Ian Davidson
- Born: Ian Geddes Davidson 10 August 1877 Ballyhackamore, County Down, Ireland
- Died: 22 June 1938 (aged 60) Port Alberni, British Columbia, Canada
- School: Royal Belfast Academical Institution

Rugby union career
- Position(s): Wing

Senior career
- Years: Team / Apps / (Points)
- North of Ireland F.C. /  / ()

International career
- Years: Team / Apps / (Points)
- 1899-1902: Ireland / 9 / (6)
- 1903: British Isles / 1 / (0)

= Ian Davidson (rugby union) =

Rugby union player from Northern Ireland

Ian Geddes Davidson (10 August 1877 – 22 June 1939) was an Irish rugby union player who played in the wing position. Davidson played club rugby with North of Ireland F.C., was capped 9 times for Ireland, and was a member of the British Isles team that toured South Africa in 1903.

==Early life and club==

Davidson was a pupil at the Royal Belfast Academical Institution, before going on to play club rugby for North of Ireland F.C. based in Belfast.

==International rugby==

Davidson made his debut for the Ireland national team against England at Lansdowne Road on 4 February 1899. Ireland won the match and would go on to become the champions of the 1899 Home Nations Championship.
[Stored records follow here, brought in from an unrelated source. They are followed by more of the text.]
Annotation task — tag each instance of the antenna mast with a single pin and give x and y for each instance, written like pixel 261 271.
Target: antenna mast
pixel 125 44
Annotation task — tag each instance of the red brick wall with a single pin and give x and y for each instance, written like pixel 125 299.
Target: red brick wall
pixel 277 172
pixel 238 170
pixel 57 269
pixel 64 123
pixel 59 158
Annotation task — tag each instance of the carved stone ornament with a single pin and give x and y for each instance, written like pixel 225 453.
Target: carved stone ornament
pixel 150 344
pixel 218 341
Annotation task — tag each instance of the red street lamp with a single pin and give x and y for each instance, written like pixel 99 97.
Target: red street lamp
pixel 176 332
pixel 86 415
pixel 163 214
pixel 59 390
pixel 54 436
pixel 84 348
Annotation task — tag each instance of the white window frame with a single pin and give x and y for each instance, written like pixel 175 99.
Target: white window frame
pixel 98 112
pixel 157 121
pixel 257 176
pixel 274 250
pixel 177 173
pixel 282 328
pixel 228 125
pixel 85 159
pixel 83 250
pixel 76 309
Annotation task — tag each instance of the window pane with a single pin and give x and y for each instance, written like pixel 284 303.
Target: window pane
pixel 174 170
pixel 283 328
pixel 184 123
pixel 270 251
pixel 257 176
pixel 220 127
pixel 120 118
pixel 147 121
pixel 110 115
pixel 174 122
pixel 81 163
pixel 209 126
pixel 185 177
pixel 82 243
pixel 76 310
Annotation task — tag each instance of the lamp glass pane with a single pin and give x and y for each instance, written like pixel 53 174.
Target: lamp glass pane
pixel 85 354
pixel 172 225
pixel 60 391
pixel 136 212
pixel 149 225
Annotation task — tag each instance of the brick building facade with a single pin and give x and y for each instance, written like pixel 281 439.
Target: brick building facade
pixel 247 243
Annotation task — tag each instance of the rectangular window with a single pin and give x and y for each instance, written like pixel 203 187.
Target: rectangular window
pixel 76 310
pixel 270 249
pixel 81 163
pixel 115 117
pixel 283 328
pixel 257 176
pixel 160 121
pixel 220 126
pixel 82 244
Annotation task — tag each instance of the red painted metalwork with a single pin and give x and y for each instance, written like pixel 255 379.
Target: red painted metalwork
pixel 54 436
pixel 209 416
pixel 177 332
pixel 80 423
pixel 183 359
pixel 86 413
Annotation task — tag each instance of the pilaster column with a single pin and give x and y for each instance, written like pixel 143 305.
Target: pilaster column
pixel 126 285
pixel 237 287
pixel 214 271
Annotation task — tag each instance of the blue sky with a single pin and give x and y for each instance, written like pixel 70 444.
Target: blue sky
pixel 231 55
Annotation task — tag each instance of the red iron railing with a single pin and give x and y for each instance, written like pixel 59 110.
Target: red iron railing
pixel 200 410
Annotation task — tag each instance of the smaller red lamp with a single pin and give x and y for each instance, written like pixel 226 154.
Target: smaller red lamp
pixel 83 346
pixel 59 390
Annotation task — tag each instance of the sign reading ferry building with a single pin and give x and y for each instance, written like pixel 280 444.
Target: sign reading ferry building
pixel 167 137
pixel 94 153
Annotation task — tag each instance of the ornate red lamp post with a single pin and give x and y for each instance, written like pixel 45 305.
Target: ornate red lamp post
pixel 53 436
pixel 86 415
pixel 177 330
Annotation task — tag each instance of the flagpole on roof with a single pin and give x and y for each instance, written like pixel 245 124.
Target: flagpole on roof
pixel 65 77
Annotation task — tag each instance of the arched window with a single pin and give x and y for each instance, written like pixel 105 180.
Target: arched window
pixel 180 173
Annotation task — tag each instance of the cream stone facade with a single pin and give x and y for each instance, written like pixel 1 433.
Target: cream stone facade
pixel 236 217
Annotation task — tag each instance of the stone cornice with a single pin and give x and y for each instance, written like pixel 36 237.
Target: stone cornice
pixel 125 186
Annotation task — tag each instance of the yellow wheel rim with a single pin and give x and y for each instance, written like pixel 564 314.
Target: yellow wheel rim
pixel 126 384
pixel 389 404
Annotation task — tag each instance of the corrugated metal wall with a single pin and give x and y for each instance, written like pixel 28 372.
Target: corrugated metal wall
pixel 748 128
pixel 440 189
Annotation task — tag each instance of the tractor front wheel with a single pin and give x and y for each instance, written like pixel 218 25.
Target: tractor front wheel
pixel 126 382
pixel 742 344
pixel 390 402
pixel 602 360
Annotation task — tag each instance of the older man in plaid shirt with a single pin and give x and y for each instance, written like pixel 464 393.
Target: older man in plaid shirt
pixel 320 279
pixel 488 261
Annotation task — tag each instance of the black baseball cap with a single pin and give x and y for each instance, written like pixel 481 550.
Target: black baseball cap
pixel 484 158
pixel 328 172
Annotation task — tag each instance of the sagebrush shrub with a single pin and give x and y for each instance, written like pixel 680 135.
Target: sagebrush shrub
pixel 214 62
Later that year, Ireland embarked on their first ever international tour to Canada, with Davidson the only member of the touring party to have also competed in that year's Home Nations Championship. The following year, he won two further caps for Ireland against Wales and Scotland. He played in all three of Ireland's games in both the 1901 and 1902 Home Nations Championships, with his last cap for Ireland being against Wales on 8 March 1902.

In June 1903, Davidson joined the British Isles tour to South Africa. He played in 12 games against provincial opposition and in one of the three test matches against South Africa; the first test which was drawn 10-10.

In later life, Davidson emigrated to Canada.